Ta-Nb-Mo-W refractory high-entropy alloys: anomalous ordering behavior and its intriguing electronic origin
Prashant Singh, A. V. Smirnov, Duane D. Johnson

TL;DR
This study uses electronic-structure calculations to uncover complex chemical ordering behaviors in Ta-Nb-Mo-W refractory high-entropy alloys, linking electronic features to ordering tendencies and phase segregation.
Contribution
It introduces a thermodynamic linear-response approach to explain the anomalous ordering and electronic origins in refractory high-entropy alloys, revealing the role of Fermi-surface features.
Findings
Identified long-range chemical interactions causing competing short-range order.
Linked electronic structure features near the Fermi surface to ordering behavior.

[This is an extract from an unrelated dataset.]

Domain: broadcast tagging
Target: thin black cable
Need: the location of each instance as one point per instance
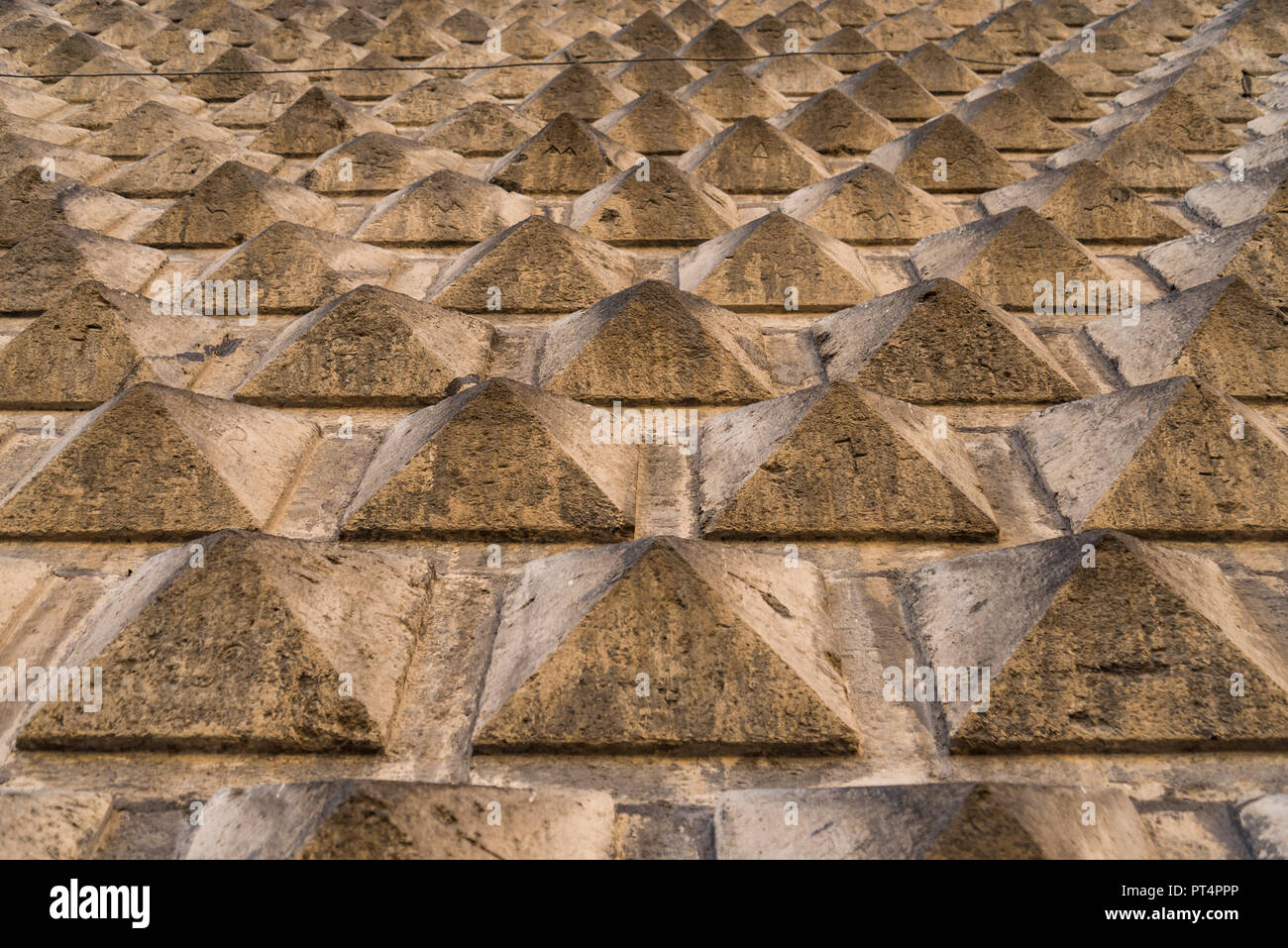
(475, 68)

Demonstrated crossover from complex SRO to spinodal segregation.
Abstract
From electronic-structure-based thermodynamic linear-response, we establish chemical ordering behavior in complex solid solutions versus how Gibbs' space is traversed -- applying it on prototype refractory A2 Ta-Nb-Mo-W high-entropy alloys. Near ideal stoichiometry, this alloy has anomalous, intricate chemical ordering tendencies, with long-ranged chemical interactions that produce competing short-range order (SRO) with a crossover to spinodal segregation. This atypical SRO arises from canonical band behavior that, with alloying, create features near the Fermi-surface (well-defined even with disorder) that change to simple commensurate SRO with (un)filling of these states. Our results reveal how complexity and competing electronic effects control ordering in these alloys.